これを記念したわけではありませんが、「ゼロからのピケティ」とでも言うべき記事を紹介します。
今では単に L’Obs という名称が表紙になってすっかり別物になってしまった週刊誌、旧 Le Nouvel Observateur の2014年11月20-26日(通巻2611)に掲載された Piketty Gourou mondial という特集の中の短い記事、 Piketty pour les nuls (ゼロのためのピケティ)という記事です。
POUR LES NULS
“Le Capital au XXIe siècle” décrit comment nous marchons vers une société aussi inégalitaire qu’au XIXe siècle. Explications
DONALD HEBERT
(『21世紀の資本』は、我々がどのようにして19世紀と同じくらい不平等な社会に向かっているかを詳述する。)
(方法)
ピケティは18世紀から現代までの、およそ20の先進国の租税データを集大成した。そこから、所得と資本の分配という、富の再分配に関する貴重な情報を引き出し、その後にいくつかの教訓を導き出した。
(結果)
1. 20世紀初頭には、産業革命が労働者の賃金を上昇させたとはいえ、欧米諸国は非常に不平等だった。資本がごく一部の家系だけに所有されていたからである。例えばヨーロッパでは、最も裕福な10%が所得の45%、資産の90%を手にしていた。
2. 政界大戦と大恐慌により、資産生活者の資産が消滅し、不平等は大幅に縮小した。アメリカ合衆国では1950年代に、最も裕福な10%が所得の35%を受け取っていた。1910年から1920年には4%の層だった。
3. 栄光の30年の間、不平等は相対的に低い水準に留まっていた。常軌を逸した成長と効果的な税制・社会制度が実施されたことにより、資産を形成することができた中流階級の出現が可能になった。

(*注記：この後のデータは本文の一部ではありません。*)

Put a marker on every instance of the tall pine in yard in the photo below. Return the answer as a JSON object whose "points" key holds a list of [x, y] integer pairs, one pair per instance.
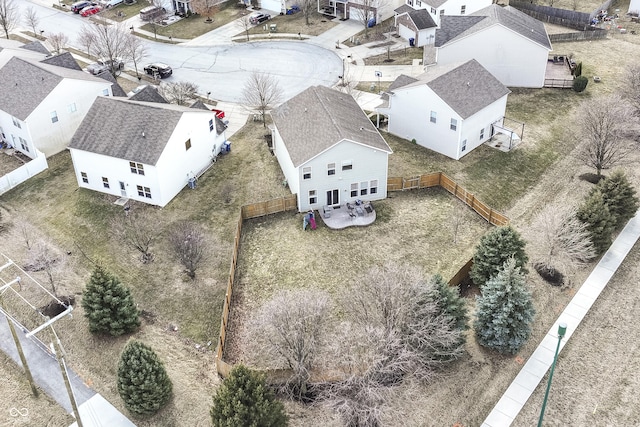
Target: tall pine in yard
{"points": [[494, 249], [143, 383], [504, 311], [108, 305], [595, 213], [244, 400], [619, 196]]}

4. 1980年代から、不平等が急激に増大した。アメリカ合衆国では、高額所得者と相続への課税が大幅に減らされた一方で、「スーパーマネージャー」のボーナスは爆発的に増大した。その結果、2000年代以降、最も裕福な10%の層が再び総所得の45%を占めるようになる。不動産資産の保有者が前世紀までの地主に取って代わり、とりわけヨーロッパと日本で、能力よりも相続が再び有利になった。
5. 低成長の下で、利子、配当、賃料、値上がり益と言った資本所得が、労働収入を上回っている。ヨーロッパでは特に資産が集中し、特にアメリカでは、労働所得が集中する。そして大金持ちは小金持ちよりもはるかに早く資産を増やす。結局、国家は借金漬けになるが、私的資本は公的債務よりもさらにずっと早く増加してきた。
(推奨事項)
1. 非常に累進度の高い税制を確立する。年40万ユーロを超える所得に対しては、1930年から1980年までのアメリカ合衆国がそうだったように、80%の大台の税率を課す。
2. 巨額の資産に対する累進課税を確立する。可能なら世界レベルで、そうでなければ大陸レベルで。100万ユーロを超えた分の資産には1%、500万ユーロ超には2%が課税されることになる。
3. ヨーロッパでは緊縮策を中止し、成長水準を引き上げるために教育に投資する。
L’OBS/No2611-20/11/2014
原著が950ページ、英語版でも700ページ、邦訳も700ページ近くある本を読み通して全て理解することは困難です。まして経済学の門外漢にとっては。
以下に挙げた『ピケティ入門』の著者が言うように、一部を取り出して都合のいいように(例えば、格差を肯定するために)利用する人間も続出するでしょう。そのためにも、手短な入門書も役に立つと思います。さらに理解しやすくするために、今回引用した記事が役に立つことを祈っています。